Steve Aoki told CoinDesk in August 2021 that NFTs would be “part of the culture” within five years. Almost exactly five years later, he is liquidating what remains of his cryptocurrency portfolio.
Data from Arkham Intelligence shows that Aoki’s wallet sold 1.785 billion SHIB for about $10,300 and exchanged 7.25 ETH for about $15,900 on Monday, diverting $29,650 in USDT to Gemini. Two weeks earlier, the same wallet sold 4.155 million 1-inch PEPE for $14,700. Smaller stablecoin moves, between $600 and $1,700 via MetaMask, filled the gaps between the larger outflows.
These sales are pocket change but the losses are not.

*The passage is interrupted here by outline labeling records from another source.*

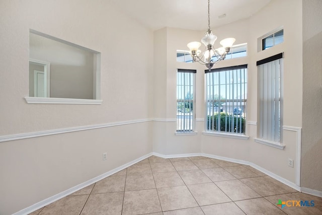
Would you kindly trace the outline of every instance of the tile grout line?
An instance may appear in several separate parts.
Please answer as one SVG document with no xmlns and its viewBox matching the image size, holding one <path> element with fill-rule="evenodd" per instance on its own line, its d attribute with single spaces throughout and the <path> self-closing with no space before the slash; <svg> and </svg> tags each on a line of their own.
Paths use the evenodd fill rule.
<svg viewBox="0 0 322 215">
<path fill-rule="evenodd" d="M 91 194 L 92 194 L 92 192 L 93 192 L 93 190 L 94 189 L 94 187 L 96 185 L 96 183 L 95 183 L 94 184 L 94 186 L 93 186 L 93 188 L 92 188 L 92 190 L 91 190 L 91 192 L 90 192 L 90 194 L 89 195 L 89 197 L 87 197 L 87 199 L 86 199 L 86 201 L 85 202 L 85 203 L 84 204 L 84 205 L 83 206 L 83 208 L 82 208 L 82 210 L 80 210 L 80 212 L 79 212 L 79 215 L 80 215 L 80 214 L 83 212 L 83 210 L 84 209 L 84 207 L 85 207 L 85 205 L 86 205 L 86 203 L 87 203 L 87 201 L 89 200 L 89 199 L 90 198 L 90 196 L 91 196 Z"/>
<path fill-rule="evenodd" d="M 133 165 L 131 165 L 131 166 L 133 166 Z M 124 190 L 123 193 L 123 201 L 122 201 L 122 209 L 121 210 L 121 215 L 123 214 L 123 206 L 124 205 L 124 198 L 125 198 L 125 186 L 126 185 L 126 178 L 127 177 L 127 168 L 126 169 L 126 173 L 125 174 L 125 181 L 124 182 Z"/>
<path fill-rule="evenodd" d="M 189 160 L 190 160 L 190 161 L 192 162 L 192 163 L 196 165 L 196 164 L 195 164 L 194 163 L 193 163 L 193 161 L 192 161 L 189 157 L 188 158 Z M 173 164 L 172 163 L 172 162 L 170 160 L 170 162 L 171 162 L 171 164 L 172 164 L 173 166 L 174 166 L 174 165 L 173 165 Z M 198 167 L 198 166 L 197 165 L 196 165 L 196 166 L 197 167 Z M 198 167 L 198 169 L 199 169 L 199 167 Z M 190 193 L 190 194 L 191 194 L 191 196 L 192 196 L 192 197 L 194 199 L 195 199 L 195 201 L 196 201 L 196 202 L 197 203 L 197 204 L 198 205 L 198 206 L 199 206 L 199 208 L 200 208 L 200 209 L 201 210 L 201 211 L 202 211 L 202 212 L 204 214 L 205 214 L 205 212 L 203 211 L 203 210 L 202 210 L 202 209 L 201 209 L 201 207 L 200 206 L 199 203 L 198 203 L 198 201 L 197 201 L 197 199 L 196 199 L 196 198 L 195 198 L 195 196 L 193 196 L 193 195 L 192 194 L 192 193 L 191 192 L 191 191 L 190 191 L 190 190 L 189 189 L 189 188 L 188 187 L 188 185 L 186 184 L 186 182 L 185 182 L 185 181 L 183 180 L 183 179 L 182 178 L 182 177 L 181 177 L 181 176 L 180 175 L 180 174 L 179 174 L 179 173 L 178 172 L 179 171 L 178 171 L 178 170 L 177 169 L 176 169 L 176 168 L 175 167 L 175 169 L 176 169 L 176 170 L 177 171 L 177 174 L 178 174 L 179 176 L 179 177 L 180 177 L 180 178 L 181 179 L 181 180 L 182 180 L 182 181 L 183 182 L 184 184 L 185 184 L 185 186 L 186 186 L 186 187 L 187 187 L 187 189 L 188 189 L 188 190 L 189 190 L 189 192 Z M 200 169 L 199 169 L 200 170 Z M 186 208 L 185 208 L 186 209 Z"/>
</svg>

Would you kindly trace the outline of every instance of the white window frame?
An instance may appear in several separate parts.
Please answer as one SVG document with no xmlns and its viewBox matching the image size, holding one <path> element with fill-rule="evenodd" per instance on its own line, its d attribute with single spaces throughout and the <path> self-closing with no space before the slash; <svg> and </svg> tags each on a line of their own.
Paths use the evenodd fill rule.
<svg viewBox="0 0 322 215">
<path fill-rule="evenodd" d="M 283 149 L 283 53 L 257 61 L 259 104 L 255 141 Z"/>
<path fill-rule="evenodd" d="M 283 30 L 283 41 L 280 42 L 280 43 L 276 43 L 275 42 L 275 34 L 279 32 L 280 31 Z M 268 37 L 269 37 L 270 36 L 273 36 L 273 46 L 268 47 L 267 48 L 265 48 L 265 47 L 264 47 L 263 45 L 263 41 L 264 40 L 265 40 L 265 39 L 267 39 Z M 261 37 L 258 38 L 257 39 L 257 52 L 259 52 L 260 51 L 264 51 L 264 50 L 266 50 L 266 49 L 268 49 L 270 48 L 271 48 L 276 45 L 278 45 L 279 44 L 281 44 L 282 43 L 283 43 L 284 42 L 284 28 L 283 26 L 281 26 L 279 28 L 277 28 L 274 30 L 273 30 L 273 31 L 271 31 L 268 33 L 267 33 L 267 34 L 265 34 L 265 35 L 262 36 Z"/>
<path fill-rule="evenodd" d="M 177 134 L 195 133 L 196 118 L 195 86 L 196 71 L 194 69 L 178 69 L 177 70 L 177 107 L 176 109 L 177 111 L 176 134 Z M 180 85 L 178 84 L 179 79 L 181 81 L 181 84 Z M 186 95 L 188 93 L 190 95 L 192 95 L 192 99 L 186 99 Z M 182 107 L 182 103 L 183 103 L 183 107 Z M 186 107 L 187 103 L 188 104 L 188 107 Z M 190 107 L 191 104 L 192 106 Z"/>
</svg>

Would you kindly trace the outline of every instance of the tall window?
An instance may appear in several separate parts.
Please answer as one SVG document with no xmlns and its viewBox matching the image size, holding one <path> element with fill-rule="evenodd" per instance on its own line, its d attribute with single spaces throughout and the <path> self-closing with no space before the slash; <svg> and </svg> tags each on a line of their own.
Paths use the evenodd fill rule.
<svg viewBox="0 0 322 215">
<path fill-rule="evenodd" d="M 283 53 L 257 61 L 260 101 L 259 138 L 281 141 Z"/>
<path fill-rule="evenodd" d="M 194 130 L 195 74 L 196 70 L 178 69 L 177 74 L 177 131 Z"/>
<path fill-rule="evenodd" d="M 244 134 L 247 65 L 205 70 L 206 130 Z"/>
</svg>

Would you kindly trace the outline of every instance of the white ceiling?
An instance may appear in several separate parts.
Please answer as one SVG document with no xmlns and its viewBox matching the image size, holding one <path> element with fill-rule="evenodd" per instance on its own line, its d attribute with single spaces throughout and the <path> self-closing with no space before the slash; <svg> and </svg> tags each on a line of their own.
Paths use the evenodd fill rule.
<svg viewBox="0 0 322 215">
<path fill-rule="evenodd" d="M 251 16 L 271 0 L 210 0 L 210 27 Z M 153 30 L 165 27 L 208 28 L 207 0 L 111 0 L 130 17 Z M 219 19 L 224 14 L 226 16 Z"/>
</svg>

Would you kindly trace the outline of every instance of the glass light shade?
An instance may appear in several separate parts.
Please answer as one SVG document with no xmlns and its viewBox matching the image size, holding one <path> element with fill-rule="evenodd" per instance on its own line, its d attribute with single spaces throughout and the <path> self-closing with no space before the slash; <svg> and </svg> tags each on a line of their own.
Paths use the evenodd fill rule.
<svg viewBox="0 0 322 215">
<path fill-rule="evenodd" d="M 204 44 L 206 46 L 207 46 L 208 45 L 213 45 L 216 39 L 216 36 L 211 34 L 203 37 L 201 39 L 201 42 L 202 42 L 202 43 Z"/>
<path fill-rule="evenodd" d="M 235 42 L 236 39 L 235 38 L 229 38 L 224 39 L 220 42 L 220 45 L 224 48 L 231 47 L 232 46 L 233 43 Z"/>
<path fill-rule="evenodd" d="M 221 47 L 220 48 L 216 49 L 216 51 L 217 51 L 217 52 L 219 53 L 220 55 L 222 55 L 225 53 L 225 48 L 224 48 L 223 47 Z"/>
<path fill-rule="evenodd" d="M 201 45 L 201 43 L 199 42 L 191 42 L 187 44 L 187 46 L 191 51 L 197 51 L 199 47 Z"/>
<path fill-rule="evenodd" d="M 201 50 L 200 49 L 198 49 L 197 51 L 196 51 L 196 53 L 198 56 L 200 54 L 200 53 L 201 53 Z M 189 51 L 189 54 L 191 54 L 191 51 Z"/>
</svg>

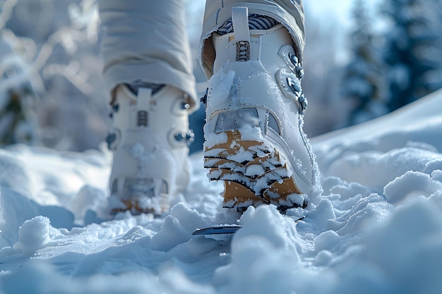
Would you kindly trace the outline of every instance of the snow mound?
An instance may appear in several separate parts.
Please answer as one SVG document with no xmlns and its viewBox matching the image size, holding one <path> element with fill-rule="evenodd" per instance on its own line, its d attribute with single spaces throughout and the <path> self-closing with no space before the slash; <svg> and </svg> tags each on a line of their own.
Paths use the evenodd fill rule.
<svg viewBox="0 0 442 294">
<path fill-rule="evenodd" d="M 1 150 L 0 293 L 442 293 L 441 109 L 442 92 L 313 138 L 323 192 L 285 215 L 222 208 L 196 154 L 169 212 L 112 219 L 104 149 Z M 242 228 L 191 235 L 221 224 Z"/>
</svg>

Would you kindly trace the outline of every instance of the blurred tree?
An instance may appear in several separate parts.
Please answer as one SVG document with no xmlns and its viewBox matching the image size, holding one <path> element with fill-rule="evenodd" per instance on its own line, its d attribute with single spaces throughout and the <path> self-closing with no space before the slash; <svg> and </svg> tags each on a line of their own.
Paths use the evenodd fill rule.
<svg viewBox="0 0 442 294">
<path fill-rule="evenodd" d="M 441 8 L 440 0 L 385 0 L 383 3 L 381 11 L 390 20 L 383 57 L 389 65 L 390 111 L 442 85 L 442 52 L 438 47 Z"/>
<path fill-rule="evenodd" d="M 350 100 L 348 125 L 362 123 L 388 112 L 384 65 L 374 46 L 374 35 L 365 2 L 357 0 L 353 8 L 356 30 L 350 38 L 352 59 L 344 68 L 342 94 Z"/>
</svg>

Aoki paid more than $800,000 for seven Bored Ape Yacht Club NFTs during the 2021 boom, when he was one of the most visible celebrity advocates in the space.
Those seven apes are now worth approximately $13,800 each, or approximately $97,000 in total, an 88% decrease from their purchase price. He has not sold them, but at current minimum prices there is little left to recover.
At the height of the NFT mania, Aoki secured funding for “Dominion X,” an NFT TV show produced in collaboration with Seth Green’s Stoopid Buddy Stoodios.
The program sold 500 NFTs in 30 seconds on Nifty Gateway. Its manager told CoinDesk that the sale “barely covered” production costs, but demonstrated a market for “original IP on the blockchain.”
The program was never broadcast.
The NFT market in general confirms the pattern. Bored Ape’s floor prices have dropped from over $400,000 in early 2022 to under $14,000 today. The 2023-2025 bull market, which took Bitcoin to all-time highs above $126,000, largely bypassed NFTs entirely. Unlike previous cycles, capital has increasingly favored projects that demonstrate clear utility and portfolio value rather than purely narrative or speculative assets.
Aoki still has the seven apes. Everything else goes to Gemini.